Sadly, the preprocessing does not actually translate to higher accuracy or Kappa scores. In fact, resizing and brightening the image using HSV results in a Kappa score of 0.68. Resizing and brightening using RGB results in a Kappa score of 0.61. Kappa score without pre-processing was 0.75. So preprocessing images actually had a negative effect in my case. However, knowing how to do this is good to know for the future, so I think it was time well spent.

The entire code for preprocessing the sample images, as well as printing a random sample of 9 images at each step, is available here in my project on GitHub.


6 comments (moderated to prevent spam):

Unknown said...

Hi,

Great post. Have you posted anything related to computing tree edit distance algorithm. I am trying to compute tree edit distance between dependency tree of sentences and there exist a zss library in python to do that but there is not much information available regarding it. If you can please explain the working of that library and it's use that would be really great as you explain each step in very detail and that would really help me in understanding that library.

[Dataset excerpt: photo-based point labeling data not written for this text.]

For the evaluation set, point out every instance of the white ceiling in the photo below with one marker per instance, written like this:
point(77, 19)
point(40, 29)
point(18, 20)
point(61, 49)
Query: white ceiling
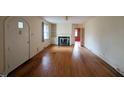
point(70, 19)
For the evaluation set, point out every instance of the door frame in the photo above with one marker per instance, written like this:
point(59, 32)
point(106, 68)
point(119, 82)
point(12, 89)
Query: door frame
point(4, 39)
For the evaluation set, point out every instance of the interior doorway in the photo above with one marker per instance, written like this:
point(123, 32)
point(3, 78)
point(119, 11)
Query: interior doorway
point(17, 42)
point(77, 36)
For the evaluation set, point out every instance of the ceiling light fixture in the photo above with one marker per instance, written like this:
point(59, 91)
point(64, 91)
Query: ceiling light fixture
point(66, 18)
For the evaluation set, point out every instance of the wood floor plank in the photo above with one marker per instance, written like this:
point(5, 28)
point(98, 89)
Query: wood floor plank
point(57, 61)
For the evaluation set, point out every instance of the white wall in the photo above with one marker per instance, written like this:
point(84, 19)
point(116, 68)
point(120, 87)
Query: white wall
point(65, 30)
point(36, 44)
point(105, 37)
point(1, 45)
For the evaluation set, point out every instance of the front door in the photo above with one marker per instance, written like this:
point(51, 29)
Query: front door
point(16, 42)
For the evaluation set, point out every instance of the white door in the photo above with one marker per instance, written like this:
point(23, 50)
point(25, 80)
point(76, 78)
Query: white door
point(16, 42)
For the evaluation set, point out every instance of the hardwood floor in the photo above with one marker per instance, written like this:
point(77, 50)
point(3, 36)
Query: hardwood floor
point(65, 62)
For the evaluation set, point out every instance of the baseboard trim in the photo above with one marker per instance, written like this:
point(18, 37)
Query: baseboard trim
point(1, 75)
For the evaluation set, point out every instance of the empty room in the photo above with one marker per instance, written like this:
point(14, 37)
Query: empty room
point(61, 46)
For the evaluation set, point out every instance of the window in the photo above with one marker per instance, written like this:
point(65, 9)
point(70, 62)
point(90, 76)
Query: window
point(45, 31)
point(20, 24)
point(76, 33)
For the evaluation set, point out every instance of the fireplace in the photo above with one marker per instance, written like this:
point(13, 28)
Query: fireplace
point(63, 40)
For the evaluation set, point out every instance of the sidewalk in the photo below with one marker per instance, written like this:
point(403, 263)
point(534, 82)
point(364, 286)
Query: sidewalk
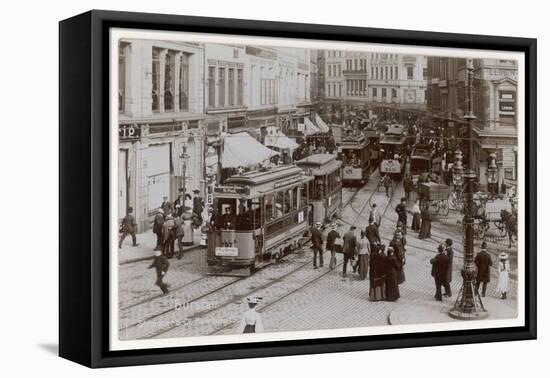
point(146, 243)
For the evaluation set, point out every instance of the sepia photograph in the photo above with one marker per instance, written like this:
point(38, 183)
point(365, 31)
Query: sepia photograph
point(276, 189)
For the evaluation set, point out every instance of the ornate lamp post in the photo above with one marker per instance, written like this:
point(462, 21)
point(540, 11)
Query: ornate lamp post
point(468, 305)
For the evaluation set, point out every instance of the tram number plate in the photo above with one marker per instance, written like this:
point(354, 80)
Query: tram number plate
point(227, 251)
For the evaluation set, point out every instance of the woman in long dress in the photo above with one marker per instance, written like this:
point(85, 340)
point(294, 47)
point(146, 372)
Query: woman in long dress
point(363, 256)
point(377, 290)
point(426, 227)
point(503, 272)
point(392, 266)
point(415, 226)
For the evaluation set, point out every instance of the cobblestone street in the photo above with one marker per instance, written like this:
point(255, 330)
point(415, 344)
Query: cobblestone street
point(296, 296)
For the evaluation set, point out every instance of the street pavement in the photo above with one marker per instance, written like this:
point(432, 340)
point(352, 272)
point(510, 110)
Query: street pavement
point(296, 296)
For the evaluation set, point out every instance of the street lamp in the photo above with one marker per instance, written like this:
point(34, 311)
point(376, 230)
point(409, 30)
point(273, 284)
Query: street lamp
point(468, 305)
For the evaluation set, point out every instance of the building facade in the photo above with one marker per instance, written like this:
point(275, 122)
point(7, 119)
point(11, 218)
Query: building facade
point(494, 105)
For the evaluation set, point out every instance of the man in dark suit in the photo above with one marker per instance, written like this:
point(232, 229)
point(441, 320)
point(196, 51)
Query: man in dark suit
point(317, 244)
point(450, 254)
point(161, 265)
point(440, 265)
point(128, 228)
point(483, 263)
point(373, 236)
point(350, 248)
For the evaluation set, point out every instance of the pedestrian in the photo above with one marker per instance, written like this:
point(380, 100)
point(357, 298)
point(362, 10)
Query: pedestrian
point(401, 211)
point(391, 265)
point(350, 248)
point(178, 224)
point(440, 264)
point(377, 290)
point(334, 248)
point(375, 215)
point(483, 263)
point(251, 320)
point(317, 244)
point(426, 226)
point(128, 227)
point(169, 236)
point(450, 254)
point(415, 226)
point(157, 228)
point(161, 265)
point(503, 272)
point(362, 264)
point(372, 234)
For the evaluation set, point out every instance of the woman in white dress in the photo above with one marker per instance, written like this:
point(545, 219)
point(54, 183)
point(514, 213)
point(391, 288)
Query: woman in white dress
point(503, 270)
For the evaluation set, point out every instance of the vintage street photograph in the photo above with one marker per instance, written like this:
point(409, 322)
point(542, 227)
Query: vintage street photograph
point(265, 189)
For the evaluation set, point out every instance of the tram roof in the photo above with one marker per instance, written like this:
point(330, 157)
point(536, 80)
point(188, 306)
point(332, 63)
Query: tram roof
point(320, 164)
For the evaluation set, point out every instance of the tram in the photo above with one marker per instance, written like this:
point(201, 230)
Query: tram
point(355, 155)
point(392, 151)
point(325, 191)
point(259, 217)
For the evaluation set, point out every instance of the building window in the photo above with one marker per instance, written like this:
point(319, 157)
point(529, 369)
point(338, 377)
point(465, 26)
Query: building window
point(211, 86)
point(121, 77)
point(169, 82)
point(155, 77)
point(184, 83)
point(221, 86)
point(231, 86)
point(240, 86)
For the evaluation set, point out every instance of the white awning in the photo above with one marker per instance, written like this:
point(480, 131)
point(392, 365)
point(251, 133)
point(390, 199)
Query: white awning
point(241, 150)
point(309, 128)
point(281, 141)
point(321, 124)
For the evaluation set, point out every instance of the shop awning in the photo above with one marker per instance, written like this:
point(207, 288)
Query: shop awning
point(241, 150)
point(309, 127)
point(321, 124)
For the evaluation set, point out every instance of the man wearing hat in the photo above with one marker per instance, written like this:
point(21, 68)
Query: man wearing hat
point(157, 228)
point(401, 211)
point(503, 271)
point(251, 320)
point(440, 265)
point(331, 246)
point(128, 228)
point(161, 265)
point(317, 244)
point(483, 263)
point(450, 254)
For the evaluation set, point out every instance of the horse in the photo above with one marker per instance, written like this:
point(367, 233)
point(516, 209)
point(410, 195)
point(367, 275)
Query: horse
point(510, 222)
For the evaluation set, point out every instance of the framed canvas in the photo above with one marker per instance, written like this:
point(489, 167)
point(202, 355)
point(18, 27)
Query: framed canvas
point(236, 188)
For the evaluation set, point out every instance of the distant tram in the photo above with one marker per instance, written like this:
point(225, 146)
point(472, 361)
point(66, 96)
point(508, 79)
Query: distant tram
point(355, 156)
point(392, 151)
point(259, 217)
point(325, 192)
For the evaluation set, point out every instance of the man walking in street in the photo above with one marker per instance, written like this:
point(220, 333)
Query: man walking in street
point(350, 248)
point(157, 228)
point(161, 265)
point(317, 244)
point(401, 211)
point(440, 265)
point(375, 215)
point(372, 234)
point(450, 254)
point(483, 263)
point(128, 228)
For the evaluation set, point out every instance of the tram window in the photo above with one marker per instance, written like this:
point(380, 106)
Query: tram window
point(279, 204)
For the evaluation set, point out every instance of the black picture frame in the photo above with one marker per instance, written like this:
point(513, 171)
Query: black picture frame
point(84, 182)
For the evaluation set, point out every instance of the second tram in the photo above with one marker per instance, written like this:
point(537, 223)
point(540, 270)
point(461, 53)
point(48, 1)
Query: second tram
point(325, 191)
point(259, 217)
point(393, 151)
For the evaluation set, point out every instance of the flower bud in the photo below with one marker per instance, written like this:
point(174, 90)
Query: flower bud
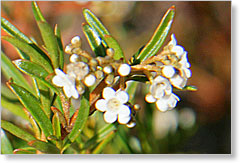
point(124, 69)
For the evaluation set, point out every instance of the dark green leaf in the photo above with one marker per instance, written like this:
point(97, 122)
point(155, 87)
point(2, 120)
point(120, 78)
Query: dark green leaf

Thanks again and keep up the good work.

Sujit Pal said...

Thanks for the kind words, Naveed. Regarding your question about whether I have posted anything about computing tree based edit distances, here is one I wrote about couple of months back. I haven't used zss, thanks for the pointer, will look at it. There seems to be some decent documentation on zss here, not sure if this is detailed enough for what you are looking at though.

Unknown said...

Hi,
Thanks for reply. I am trying to write a wrapper in python that convert spacy dependency tree to the format required by zss library in order to compute tree edit distance. I am not able to accomplish this goal so far and there is not much help available for either of these libraries. Can you please write a post regarding this issue. As most of your post are self-explanatory and easy to understand and follow. Thanks

Sujit Pal said...

Might be something interesting to do, I will put it in my queue, thanks for the suggestion.

Unknown said...

Hi Sujit,
Very nice post . I tried your code and ran tf-dl1-train.py but I am getting a very low Kappa score on the test 0.38894.
I ran the following in sequence -
make-sample.py
vectorize-images.py
tl-dl1-train.py

The only change I did was to change read/write mode from "rb" to "r" as it was giving some error .
Can you please help here ?

Thanks,
Ankit

Sujit Pal said...

Hi Ankit, sorry for the delay in replying, my comment notifications were off and I didn't notice, I hope you managed to solve this problem and/or this is no longer relevant?